Joseph Wanzala jwanzala at hotmail.com
Mon Mar 14 13:17:13 PST 2005


Clearly the apartheid system was an obsolete sub-species of capitalism, the much vaunted 'end of apartheid' was not, it turns out, a political victory for human liberation, but the harmonization of South Africa with the dominant global regime of neo-liberalism. Americans of course are quite familiar with the illusory nature of civil (human) rights struggles which fail to address the core issues of capitalism and imperialism.

Joe W.

http://www.guardian.co.uk/g2/story/0,3604,1426767,00.html

Now everyone lives in the townships

In South Africa, say the residents of Dainfern, it's no longer about colour - just money. Their money buys them a space in an idyllic carefree community protected by guards and a four-metre high electric fence. Their servants - all black - live in the slum next door. Christopher Hope asks if this is the future of his country

Monday February 28, 2005 The Guardian

A great silver pipe in the sky runs above the heads of the residents of an estate called Dainfern, a walled fortress-suburb in the northern stretches of Johannesburg. Set among fields, nature trails, and wooded suburbs, it is, inch for inch, probably the most costly secure space in Africa. And one of the most successful. The pipe carries sewage between the different communities that throng the flat veld outside Jo'burg.

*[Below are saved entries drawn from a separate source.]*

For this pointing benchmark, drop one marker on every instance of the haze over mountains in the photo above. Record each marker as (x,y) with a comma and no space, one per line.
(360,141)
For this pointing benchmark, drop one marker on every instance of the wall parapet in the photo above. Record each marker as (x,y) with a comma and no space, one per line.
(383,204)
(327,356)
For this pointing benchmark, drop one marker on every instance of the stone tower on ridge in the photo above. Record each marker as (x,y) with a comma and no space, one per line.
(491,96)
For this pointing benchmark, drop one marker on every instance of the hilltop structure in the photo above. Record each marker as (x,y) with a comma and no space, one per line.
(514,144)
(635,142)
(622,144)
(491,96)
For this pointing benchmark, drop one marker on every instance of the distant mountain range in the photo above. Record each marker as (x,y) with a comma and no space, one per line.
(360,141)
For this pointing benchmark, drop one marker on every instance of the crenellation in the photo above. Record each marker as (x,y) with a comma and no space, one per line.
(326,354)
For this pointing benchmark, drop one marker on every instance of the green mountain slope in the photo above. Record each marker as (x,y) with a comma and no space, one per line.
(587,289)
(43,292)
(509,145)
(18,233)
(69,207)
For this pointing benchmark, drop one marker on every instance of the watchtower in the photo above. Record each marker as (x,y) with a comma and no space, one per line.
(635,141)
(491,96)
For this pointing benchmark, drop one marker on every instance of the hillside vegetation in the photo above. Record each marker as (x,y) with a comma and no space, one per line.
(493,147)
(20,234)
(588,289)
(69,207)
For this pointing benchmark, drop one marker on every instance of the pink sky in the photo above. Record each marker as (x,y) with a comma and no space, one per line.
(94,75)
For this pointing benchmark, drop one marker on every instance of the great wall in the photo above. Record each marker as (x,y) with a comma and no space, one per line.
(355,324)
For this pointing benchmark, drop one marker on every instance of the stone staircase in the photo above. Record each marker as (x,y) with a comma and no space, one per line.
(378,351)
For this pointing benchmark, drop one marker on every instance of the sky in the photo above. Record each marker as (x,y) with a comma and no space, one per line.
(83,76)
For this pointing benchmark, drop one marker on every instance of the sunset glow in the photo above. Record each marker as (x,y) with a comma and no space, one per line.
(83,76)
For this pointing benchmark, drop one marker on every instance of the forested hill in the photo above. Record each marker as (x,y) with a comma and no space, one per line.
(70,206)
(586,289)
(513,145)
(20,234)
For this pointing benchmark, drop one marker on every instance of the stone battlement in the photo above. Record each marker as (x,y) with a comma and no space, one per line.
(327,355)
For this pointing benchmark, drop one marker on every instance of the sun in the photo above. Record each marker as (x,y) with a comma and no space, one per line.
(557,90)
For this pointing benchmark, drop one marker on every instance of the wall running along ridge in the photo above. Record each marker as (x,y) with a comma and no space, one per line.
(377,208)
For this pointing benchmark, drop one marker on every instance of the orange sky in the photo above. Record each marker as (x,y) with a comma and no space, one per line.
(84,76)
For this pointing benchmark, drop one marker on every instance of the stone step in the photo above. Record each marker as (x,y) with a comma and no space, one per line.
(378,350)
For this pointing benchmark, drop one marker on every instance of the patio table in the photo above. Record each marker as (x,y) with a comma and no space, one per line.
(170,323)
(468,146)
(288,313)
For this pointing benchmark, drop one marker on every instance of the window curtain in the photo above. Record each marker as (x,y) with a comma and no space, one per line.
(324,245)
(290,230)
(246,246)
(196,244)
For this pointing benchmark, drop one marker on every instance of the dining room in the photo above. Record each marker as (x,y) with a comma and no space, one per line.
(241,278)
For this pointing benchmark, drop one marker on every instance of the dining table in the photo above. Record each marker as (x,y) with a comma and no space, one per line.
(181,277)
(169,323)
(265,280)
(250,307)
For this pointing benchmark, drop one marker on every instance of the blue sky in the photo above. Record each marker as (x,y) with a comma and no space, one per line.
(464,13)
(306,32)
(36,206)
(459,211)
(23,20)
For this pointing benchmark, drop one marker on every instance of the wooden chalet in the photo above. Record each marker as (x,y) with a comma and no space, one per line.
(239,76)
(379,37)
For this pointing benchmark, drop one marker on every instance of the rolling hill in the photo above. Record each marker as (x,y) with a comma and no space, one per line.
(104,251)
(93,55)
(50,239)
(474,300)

It is not that Dainferners are embarrassed about the pipe; it goes with the territory, and anyway now and then it springs a leak and everyone knows what Jo'burgers know anyway: shit happens. So people hardly notice the shining viaduct slung high overhead, much as Berliners didn't really "see" the Berlin wall, and for much the same reason - they really don't want to know what it is there for.

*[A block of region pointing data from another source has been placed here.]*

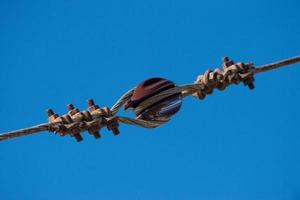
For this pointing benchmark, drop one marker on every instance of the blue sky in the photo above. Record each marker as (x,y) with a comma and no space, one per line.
(237,144)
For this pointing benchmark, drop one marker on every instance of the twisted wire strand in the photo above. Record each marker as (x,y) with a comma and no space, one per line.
(220,78)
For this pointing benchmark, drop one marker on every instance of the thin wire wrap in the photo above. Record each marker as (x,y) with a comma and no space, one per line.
(95,118)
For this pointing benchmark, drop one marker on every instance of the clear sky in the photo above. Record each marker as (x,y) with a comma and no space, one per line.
(237,144)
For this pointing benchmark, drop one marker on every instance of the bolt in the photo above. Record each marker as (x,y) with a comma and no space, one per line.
(50,112)
(70,106)
(90,102)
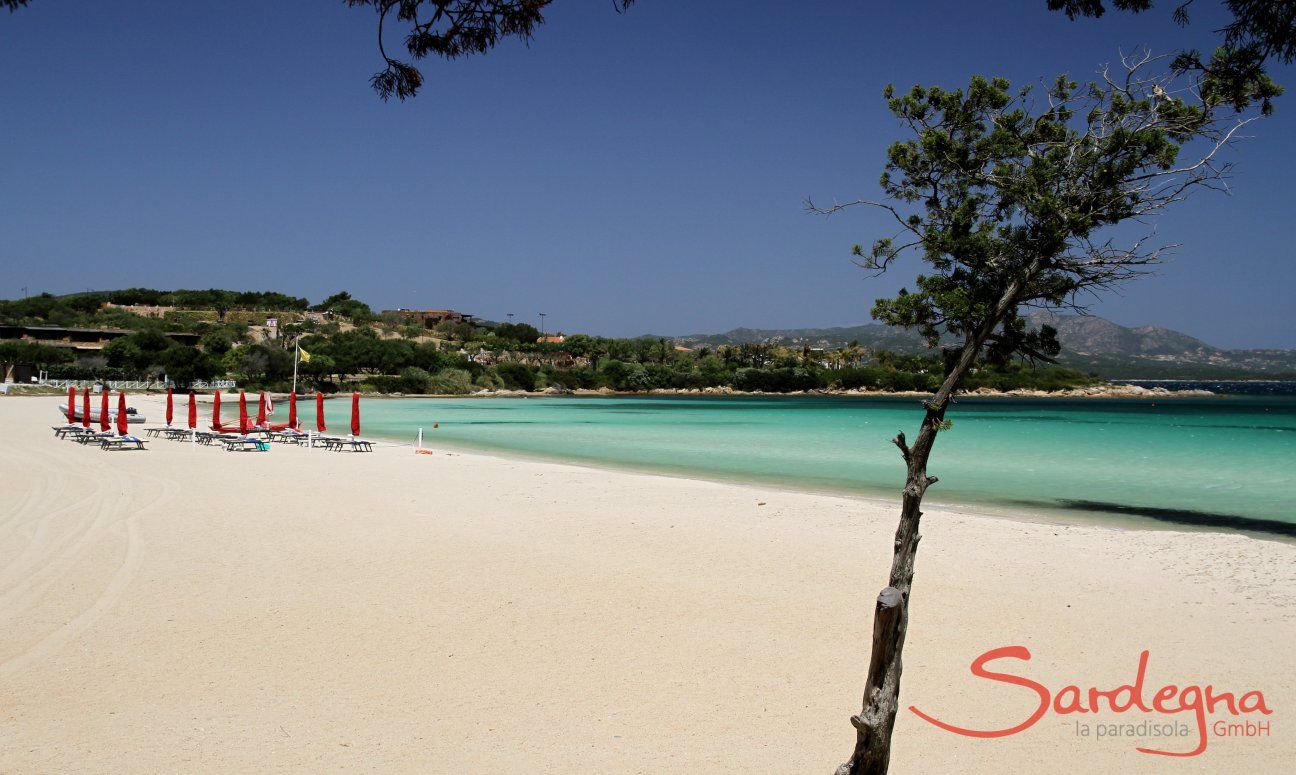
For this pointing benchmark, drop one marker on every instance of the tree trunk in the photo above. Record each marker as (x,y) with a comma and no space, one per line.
(876,719)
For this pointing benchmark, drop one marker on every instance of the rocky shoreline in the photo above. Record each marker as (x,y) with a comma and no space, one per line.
(1110,390)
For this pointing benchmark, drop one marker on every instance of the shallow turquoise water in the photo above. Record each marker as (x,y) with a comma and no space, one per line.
(1222,462)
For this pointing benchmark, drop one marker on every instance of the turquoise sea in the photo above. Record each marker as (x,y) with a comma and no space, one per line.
(1227,462)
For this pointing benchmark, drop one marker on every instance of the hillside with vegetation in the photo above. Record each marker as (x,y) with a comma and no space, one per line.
(349,346)
(1089,344)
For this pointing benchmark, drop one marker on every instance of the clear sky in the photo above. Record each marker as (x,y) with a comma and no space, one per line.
(625,174)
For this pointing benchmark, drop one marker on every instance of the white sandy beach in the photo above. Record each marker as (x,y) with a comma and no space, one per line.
(188,609)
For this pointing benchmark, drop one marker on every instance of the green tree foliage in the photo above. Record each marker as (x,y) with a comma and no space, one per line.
(1235,73)
(449,29)
(342,303)
(1006,200)
(520,333)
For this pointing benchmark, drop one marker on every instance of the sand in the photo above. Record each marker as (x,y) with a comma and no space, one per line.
(188,609)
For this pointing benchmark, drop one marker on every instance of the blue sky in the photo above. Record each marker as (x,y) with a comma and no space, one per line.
(624,174)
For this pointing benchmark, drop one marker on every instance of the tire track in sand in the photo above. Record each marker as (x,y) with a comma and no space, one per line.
(105,499)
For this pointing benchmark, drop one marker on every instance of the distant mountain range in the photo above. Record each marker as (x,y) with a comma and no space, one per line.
(1087,342)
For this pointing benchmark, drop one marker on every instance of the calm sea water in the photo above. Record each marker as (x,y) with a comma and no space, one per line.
(1220,462)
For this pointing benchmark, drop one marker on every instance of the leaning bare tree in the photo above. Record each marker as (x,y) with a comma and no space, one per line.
(1006,197)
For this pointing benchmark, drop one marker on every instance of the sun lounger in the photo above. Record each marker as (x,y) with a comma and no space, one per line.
(121,442)
(287,437)
(244,443)
(351,445)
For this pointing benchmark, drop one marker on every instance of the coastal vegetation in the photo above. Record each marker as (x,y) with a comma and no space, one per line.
(350,347)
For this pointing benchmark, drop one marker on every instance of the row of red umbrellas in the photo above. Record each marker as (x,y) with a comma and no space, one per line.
(244,424)
(215,411)
(104,423)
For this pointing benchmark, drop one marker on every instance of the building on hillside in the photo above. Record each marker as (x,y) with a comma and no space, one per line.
(430,318)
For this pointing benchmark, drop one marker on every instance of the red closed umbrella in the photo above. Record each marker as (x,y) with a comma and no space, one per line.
(121,414)
(104,424)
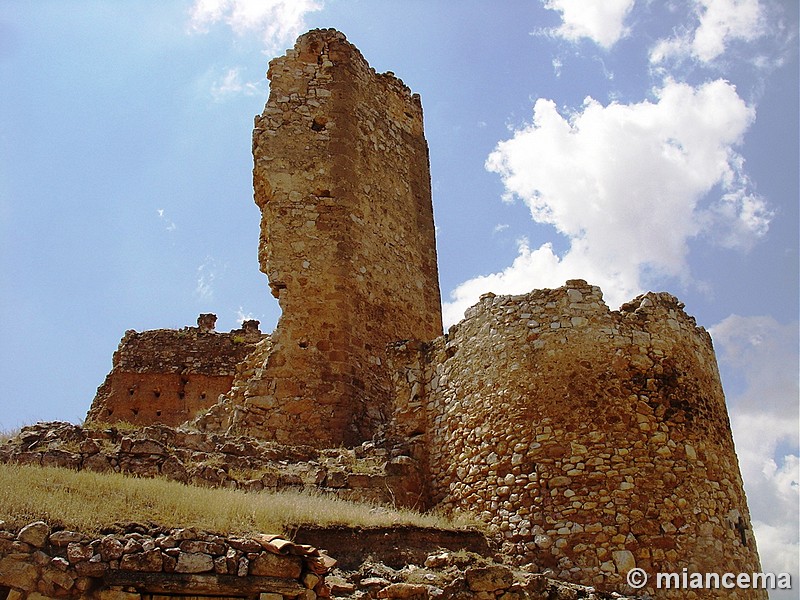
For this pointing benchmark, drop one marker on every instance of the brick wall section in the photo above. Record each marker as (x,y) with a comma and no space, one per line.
(347,241)
(169,376)
(593,441)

But then you can't do much about aerial sewage - what you can protect yourself against is crime and fear. The hijacker who wants your car will shoot a black businessman as easily as a white housewife. Jo'burg is the city of beautiful walls where people fortify their houses, barricade their flats, electrify their fences, buy dogs and guns. Or they move into cluster-villages, gated, guarded and patrolled round the clock. They all sell freedom from fear - but Dainfern does it better, and does it with style.

What segregates South Africans these days is security, and how much of it you can buy is what separates the saved from the servants. Dainfern is the answer to the Jo'burgers prayer - to live an unlocked life in a safe place where no bullets fly and hijackers fear to tread.

(snip)

It is not always remembered that, in South Africa, it is blacks and not whites who are most at risk from shootings, rapes and robberies. Given the choice, I have no doubt Diepsloot would opt for the hermetic happiness of Dainfern. Anyone who imagines that Dainfern represents some kind of short-lived aberration has not been looking hard at South Africa.